Under the new system, travellers must register with the Nigeria Immigration Service (NIS) and provide details including travel document information, after which a letter of approval may be issued and the visa collected on arrival.
According to the Comptroller General of the Nigerian Immigration Service (NIS), Mohammed Babandede, the move was in line with the government’s “policy on creation of a conducive environment to attract foreign high networth investors and professionals into the economy.
Overseas investors have mainly stayed away from Africa’s largest economy after being put off by a gap of around 30 per cent between the official rate of the naira currency, controlled by the central bank, and rates on the parallel market.
Nigeria, a member of Organisation of Petroleum Exporting Countries (OPEC) member, is in recession for the first time in 25 years largely due to low oil prices.
Meanwhile, the gap between what traders bid and offer for naira on the black market has widened following a series of central bank interventions on the official market.
Traders are trying to hedge against losses after the currency firmed sharply during previous session.
Recall that the central bank has been intervening in the official market in recent weeks to narrow the official currency spread with the black market rate. It offered to sell $100 million in currency forwards yesterday.
Bid-offer spread widened as much as N15 on the black market yesterday after the currency gained 4.9 per cent on Wednesday to a seven-month high. It firmed to as much as N385 on the black market. Others quoted N406 to the dollar.
On the official market, the naira was quoted at N308 per dollar yesterday and traded with a spread of N0.50.
“Everyone is hedging his bets. We bought the dollar as high as N500 and we don’t know where the rate is going,” Salisu, a black market trader, said. He expected the naira to firm further.
Central Bank Governor, Mr Godwin Emefiele on Tuesday said that speculators betting on a naira fall “are taking a risk and will lose”. He added that he expects the black market rates to narrow further.
Bid-offer spread on the black market was N5 before those comments. The bank has also been weakening the naira on the official market to converge rates, traders say, adding that the weakness was not a devaluation and it has not provided a target rate.

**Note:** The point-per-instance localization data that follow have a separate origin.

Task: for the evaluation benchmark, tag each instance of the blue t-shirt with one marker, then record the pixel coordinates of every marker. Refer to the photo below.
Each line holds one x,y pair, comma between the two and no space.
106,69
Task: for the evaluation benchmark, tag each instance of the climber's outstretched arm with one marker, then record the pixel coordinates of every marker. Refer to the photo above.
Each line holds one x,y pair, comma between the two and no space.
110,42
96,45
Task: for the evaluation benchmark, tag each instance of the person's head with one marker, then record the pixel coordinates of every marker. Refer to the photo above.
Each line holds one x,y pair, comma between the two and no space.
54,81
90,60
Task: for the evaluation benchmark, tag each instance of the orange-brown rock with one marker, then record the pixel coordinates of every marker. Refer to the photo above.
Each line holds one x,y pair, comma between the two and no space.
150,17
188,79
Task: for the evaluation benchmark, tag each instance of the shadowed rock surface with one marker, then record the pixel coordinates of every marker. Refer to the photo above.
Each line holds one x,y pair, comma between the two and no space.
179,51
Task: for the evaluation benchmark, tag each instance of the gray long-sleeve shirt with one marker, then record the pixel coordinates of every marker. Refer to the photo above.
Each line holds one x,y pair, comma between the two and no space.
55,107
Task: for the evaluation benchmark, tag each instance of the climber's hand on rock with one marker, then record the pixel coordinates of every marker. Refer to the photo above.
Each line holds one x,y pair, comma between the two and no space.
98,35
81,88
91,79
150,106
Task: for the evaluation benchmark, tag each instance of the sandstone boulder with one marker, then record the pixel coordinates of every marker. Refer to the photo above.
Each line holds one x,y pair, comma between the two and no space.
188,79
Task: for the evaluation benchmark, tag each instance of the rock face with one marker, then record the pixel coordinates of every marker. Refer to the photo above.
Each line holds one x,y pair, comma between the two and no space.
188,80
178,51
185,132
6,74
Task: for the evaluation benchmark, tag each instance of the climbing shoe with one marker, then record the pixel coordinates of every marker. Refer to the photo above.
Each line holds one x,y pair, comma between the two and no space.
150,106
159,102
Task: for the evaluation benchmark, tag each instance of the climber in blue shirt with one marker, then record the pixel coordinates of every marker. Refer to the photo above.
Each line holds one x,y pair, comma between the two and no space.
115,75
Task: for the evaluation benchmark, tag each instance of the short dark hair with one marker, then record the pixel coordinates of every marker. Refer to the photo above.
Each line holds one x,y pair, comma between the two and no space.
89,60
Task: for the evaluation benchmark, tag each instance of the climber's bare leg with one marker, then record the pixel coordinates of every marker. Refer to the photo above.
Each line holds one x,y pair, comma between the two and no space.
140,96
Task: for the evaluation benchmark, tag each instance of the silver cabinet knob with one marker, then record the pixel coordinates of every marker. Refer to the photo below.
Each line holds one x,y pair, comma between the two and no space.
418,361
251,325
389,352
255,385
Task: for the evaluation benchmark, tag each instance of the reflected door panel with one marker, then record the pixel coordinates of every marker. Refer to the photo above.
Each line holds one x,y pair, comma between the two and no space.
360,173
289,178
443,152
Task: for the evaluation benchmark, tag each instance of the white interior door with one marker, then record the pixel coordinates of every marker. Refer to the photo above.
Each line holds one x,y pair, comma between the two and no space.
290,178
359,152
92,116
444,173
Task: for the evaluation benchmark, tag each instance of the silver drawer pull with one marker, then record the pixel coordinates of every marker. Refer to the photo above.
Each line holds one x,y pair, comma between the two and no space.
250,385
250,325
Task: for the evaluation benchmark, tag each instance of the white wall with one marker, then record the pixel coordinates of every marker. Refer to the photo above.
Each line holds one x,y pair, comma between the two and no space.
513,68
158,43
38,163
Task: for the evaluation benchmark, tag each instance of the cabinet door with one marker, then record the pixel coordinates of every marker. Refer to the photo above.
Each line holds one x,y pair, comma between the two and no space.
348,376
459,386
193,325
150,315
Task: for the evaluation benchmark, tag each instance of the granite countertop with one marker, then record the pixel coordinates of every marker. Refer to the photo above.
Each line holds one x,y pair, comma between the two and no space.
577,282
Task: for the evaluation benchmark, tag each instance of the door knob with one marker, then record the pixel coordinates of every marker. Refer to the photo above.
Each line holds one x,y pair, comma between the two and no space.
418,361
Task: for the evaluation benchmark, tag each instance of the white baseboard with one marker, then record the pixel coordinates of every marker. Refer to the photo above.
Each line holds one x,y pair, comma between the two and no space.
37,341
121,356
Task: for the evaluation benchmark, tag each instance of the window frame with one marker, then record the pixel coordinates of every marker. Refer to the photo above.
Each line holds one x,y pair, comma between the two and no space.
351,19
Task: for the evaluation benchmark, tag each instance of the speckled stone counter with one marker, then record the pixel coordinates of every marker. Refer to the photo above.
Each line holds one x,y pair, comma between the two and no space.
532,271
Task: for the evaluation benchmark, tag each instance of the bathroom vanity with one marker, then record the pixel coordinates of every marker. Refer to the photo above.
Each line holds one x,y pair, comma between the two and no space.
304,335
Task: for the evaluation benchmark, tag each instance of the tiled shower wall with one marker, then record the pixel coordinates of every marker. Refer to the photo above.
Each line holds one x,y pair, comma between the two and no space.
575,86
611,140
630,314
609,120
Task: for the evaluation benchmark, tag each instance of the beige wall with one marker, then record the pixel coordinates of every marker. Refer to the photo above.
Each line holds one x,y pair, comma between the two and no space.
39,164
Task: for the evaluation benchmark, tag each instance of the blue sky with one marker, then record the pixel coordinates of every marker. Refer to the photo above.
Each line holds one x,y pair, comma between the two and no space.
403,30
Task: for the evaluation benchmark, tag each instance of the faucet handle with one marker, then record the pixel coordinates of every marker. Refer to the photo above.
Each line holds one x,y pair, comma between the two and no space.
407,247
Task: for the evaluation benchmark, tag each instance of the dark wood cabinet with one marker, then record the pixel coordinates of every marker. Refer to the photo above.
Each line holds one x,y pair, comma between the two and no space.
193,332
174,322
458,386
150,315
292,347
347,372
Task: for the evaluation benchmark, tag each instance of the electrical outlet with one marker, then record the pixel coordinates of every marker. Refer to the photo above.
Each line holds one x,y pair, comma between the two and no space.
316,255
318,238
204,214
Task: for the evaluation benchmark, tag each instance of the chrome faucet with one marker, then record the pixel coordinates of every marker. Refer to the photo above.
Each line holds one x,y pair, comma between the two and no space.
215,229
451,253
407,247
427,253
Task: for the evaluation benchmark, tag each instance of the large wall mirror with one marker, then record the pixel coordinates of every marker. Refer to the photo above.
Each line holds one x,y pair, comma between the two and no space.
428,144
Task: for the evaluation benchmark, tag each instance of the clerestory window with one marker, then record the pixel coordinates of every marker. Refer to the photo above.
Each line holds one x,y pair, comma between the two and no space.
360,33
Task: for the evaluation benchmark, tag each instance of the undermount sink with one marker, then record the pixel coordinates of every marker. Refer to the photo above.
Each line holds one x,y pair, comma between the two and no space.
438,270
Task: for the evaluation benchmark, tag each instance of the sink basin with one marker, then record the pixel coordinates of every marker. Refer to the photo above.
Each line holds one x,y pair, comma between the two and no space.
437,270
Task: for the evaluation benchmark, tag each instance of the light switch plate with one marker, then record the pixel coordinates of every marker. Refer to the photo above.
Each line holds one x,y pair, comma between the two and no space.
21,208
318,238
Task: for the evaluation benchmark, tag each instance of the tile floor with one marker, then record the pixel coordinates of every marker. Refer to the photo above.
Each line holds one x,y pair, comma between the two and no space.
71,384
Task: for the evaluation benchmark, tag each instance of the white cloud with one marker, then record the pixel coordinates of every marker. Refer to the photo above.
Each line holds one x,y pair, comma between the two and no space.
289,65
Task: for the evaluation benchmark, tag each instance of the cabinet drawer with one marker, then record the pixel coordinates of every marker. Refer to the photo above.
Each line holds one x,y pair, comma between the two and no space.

Head of Nigeria exchange bureaus, Aminu Gwadabe, said that he expected the naira to stabilise around N380-N400 to the dollar, but added that the central bank must review the multiplicity of rates.
The West African nation has at least five exchange rates – the official one, a rate for Muslim pilgrims going to Saudi Arabia, the one for school fees abroad and a retail rate set by licensed exchange bureaus at N399.